Fisker Karma Fire Sparks Investigation of Car Battery

An investigation is ongoing to determine the exact case of a house fire that occurred in a suburb outside of Houston which involved $100,000 Fisker Karma electric car.

Local officials and insurance companies were working on determining the cause of the fire which started on May 3. Investigators state that the fire started in the garage of a newly built home in Sugar Land, Texas.

"There are conflicting reports and uncertainty surrounding this particular incident," a spokesman for Fisker Automotive said. "The cause of the fire is not yet known and is being investigated."

The fire destroyed the car as well as two others in the garage and caused extensive damage to the house. The car's battery is being looked at as the possible cause, but no official determination has been made.

The Fisker Automotive spokesman also stated that they have not ruled out the possibility of fraud or malicious intent.
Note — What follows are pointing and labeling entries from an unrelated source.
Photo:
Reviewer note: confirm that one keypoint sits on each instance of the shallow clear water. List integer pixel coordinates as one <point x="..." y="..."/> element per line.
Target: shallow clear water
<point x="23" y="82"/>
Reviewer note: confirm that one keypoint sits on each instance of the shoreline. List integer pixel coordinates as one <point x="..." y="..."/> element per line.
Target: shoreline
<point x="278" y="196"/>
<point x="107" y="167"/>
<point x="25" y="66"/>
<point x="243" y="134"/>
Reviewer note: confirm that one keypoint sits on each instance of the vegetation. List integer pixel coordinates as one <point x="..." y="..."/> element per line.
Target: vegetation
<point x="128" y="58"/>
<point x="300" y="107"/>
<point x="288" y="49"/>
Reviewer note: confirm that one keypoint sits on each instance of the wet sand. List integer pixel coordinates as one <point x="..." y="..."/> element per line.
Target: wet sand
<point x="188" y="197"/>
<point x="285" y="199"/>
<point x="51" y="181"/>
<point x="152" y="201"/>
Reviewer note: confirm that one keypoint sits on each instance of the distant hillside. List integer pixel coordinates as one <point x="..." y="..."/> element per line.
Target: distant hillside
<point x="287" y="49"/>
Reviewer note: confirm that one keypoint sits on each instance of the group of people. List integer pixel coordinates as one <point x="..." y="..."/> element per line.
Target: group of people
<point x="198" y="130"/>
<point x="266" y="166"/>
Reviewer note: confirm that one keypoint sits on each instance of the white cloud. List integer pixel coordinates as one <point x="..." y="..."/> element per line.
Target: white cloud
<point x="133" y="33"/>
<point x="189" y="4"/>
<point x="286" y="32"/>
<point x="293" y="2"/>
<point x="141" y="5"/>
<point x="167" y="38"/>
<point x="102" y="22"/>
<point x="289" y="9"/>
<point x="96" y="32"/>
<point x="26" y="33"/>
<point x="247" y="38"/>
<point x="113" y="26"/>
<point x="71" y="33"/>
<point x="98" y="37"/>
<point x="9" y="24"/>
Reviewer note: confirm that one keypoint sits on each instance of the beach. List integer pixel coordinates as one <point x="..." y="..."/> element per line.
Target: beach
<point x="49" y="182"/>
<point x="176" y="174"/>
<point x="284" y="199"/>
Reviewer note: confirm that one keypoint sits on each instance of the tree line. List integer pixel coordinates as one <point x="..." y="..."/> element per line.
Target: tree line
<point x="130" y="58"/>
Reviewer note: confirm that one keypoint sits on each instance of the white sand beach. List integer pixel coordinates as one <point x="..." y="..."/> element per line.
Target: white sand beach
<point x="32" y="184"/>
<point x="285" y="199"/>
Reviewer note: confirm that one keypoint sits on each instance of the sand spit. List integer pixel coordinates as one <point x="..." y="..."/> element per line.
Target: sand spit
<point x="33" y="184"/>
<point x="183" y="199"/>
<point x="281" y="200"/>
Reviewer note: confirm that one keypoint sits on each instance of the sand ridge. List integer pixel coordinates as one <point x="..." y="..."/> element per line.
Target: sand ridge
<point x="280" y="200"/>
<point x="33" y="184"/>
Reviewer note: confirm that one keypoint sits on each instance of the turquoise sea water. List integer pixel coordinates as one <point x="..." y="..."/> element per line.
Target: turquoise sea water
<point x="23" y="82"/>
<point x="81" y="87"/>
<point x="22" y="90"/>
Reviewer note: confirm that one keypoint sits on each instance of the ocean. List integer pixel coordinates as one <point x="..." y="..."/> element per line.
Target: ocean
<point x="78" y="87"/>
Fire officials and investigators were examining an electrical panel in the garage and were looking into reports that there were fireworks in the garage.

Adding to the conflicting reports was Fort Bend County, Texas chief fire investigator Robert Baker, who has publically stated that the Fisker Karma was responsible for the fire.

"Yes, the Karma was the origin of the fire, but what exactly caused that we don't know at this time," Barker said.

In March, a Karma battery failed during a test conducted by Consumer Reports magazine. Fisker recalled 239 Karma cars in December to fix a battery defect that raised the risk of a fire.

Electric car batteries were the subject of a governmental investigation last year when regulators looked into General Motors' Chevrolet Volt after a few battery packs caught fire during testing.

The National Highway Traffic Safety Administration closed the probe in January, stating that electric vehicles did not have a greater risk of danger than gasoline-powered cars.